JierunChen/FasterNet

Multi GPU training

VV1314 opened this issue · 7 comments

PConv may be just useful in only 1 GPU, I run it in two GPUs, it doesn't work. So it can be resolved?

Hi, could you be more specific on your question? PConv should work with multiple GPUs. And there have been some works successfully reproducing our results, e.g., the repo.

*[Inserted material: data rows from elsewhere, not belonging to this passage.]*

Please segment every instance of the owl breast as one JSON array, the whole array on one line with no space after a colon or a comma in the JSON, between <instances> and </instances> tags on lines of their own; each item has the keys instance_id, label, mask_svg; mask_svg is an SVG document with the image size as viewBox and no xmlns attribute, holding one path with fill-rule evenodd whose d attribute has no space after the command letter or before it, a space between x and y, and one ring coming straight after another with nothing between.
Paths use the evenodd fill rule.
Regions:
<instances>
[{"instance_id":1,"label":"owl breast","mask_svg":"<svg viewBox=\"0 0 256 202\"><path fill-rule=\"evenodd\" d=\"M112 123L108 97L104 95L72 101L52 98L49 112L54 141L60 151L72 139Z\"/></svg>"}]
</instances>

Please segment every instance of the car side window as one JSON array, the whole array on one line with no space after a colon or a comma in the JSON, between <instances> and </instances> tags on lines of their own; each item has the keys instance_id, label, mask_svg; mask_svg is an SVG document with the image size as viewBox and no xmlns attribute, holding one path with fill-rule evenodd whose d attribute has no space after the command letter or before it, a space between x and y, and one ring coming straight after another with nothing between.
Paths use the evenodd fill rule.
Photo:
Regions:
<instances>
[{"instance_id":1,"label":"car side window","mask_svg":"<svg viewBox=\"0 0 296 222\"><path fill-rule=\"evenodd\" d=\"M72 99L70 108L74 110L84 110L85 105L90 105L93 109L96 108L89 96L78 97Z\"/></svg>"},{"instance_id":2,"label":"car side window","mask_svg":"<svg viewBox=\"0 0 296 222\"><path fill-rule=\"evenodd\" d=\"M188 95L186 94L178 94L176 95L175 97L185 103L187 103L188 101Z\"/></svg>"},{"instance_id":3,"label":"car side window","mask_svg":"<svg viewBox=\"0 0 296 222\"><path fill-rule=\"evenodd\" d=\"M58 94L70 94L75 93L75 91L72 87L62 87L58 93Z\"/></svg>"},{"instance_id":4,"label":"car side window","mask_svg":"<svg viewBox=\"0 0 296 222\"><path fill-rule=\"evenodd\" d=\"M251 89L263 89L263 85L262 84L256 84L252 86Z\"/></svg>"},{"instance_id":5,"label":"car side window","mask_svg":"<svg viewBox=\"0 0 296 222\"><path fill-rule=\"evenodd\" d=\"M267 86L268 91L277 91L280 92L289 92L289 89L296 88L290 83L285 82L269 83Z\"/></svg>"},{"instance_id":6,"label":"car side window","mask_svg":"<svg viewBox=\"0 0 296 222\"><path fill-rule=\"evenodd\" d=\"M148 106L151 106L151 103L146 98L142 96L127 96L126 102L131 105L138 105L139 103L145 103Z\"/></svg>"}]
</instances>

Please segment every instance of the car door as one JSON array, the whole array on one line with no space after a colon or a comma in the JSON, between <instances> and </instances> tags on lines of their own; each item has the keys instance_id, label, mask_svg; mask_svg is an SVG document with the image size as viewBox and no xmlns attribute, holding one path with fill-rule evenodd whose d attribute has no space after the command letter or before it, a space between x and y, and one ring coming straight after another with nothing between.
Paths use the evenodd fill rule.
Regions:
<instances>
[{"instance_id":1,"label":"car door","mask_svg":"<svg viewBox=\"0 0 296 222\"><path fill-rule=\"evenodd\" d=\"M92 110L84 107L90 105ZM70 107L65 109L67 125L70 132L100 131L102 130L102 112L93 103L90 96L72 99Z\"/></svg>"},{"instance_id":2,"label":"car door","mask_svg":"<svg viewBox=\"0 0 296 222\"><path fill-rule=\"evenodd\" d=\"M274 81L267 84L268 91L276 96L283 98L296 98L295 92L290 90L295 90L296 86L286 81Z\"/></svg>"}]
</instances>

"RuntimeError: Expected all tensors to be on the same device, but found at least two devices, cuda:1 and cuda:0! (when checking argument for argument weight in method wrapper__cudnn_convolution)" this is the error

"RuntimeError: Expected all tensors to be on the same device, but found at least two devices, cuda:1 and cuda:0! (when checking argument for argument weight in method wrapper__cudnn_convolution)" this is the error

This is a general issue regardless of PConv. Please make sure your model and data are on the same devices. You may refer to the following links fore more details:
https://stackoverflow.com/questions/70884007/runtimeerror-expected-all-tensors-to-be-on-the-same-device-but-found-at-least
https://discuss.pytorch.org/t/nn-conv2d-causing-error-in-multi-gpu-learning/142804/2
https://zhuanlan.zhihu.com/p/560322701
https://discuss.pytorch.org/t/error-with-dataparallel/139384

same issue. this may be caused by internal implementation in DataParallel. To solve it, you can simply rename forward_split_cat to forward and comment some codes in __init__.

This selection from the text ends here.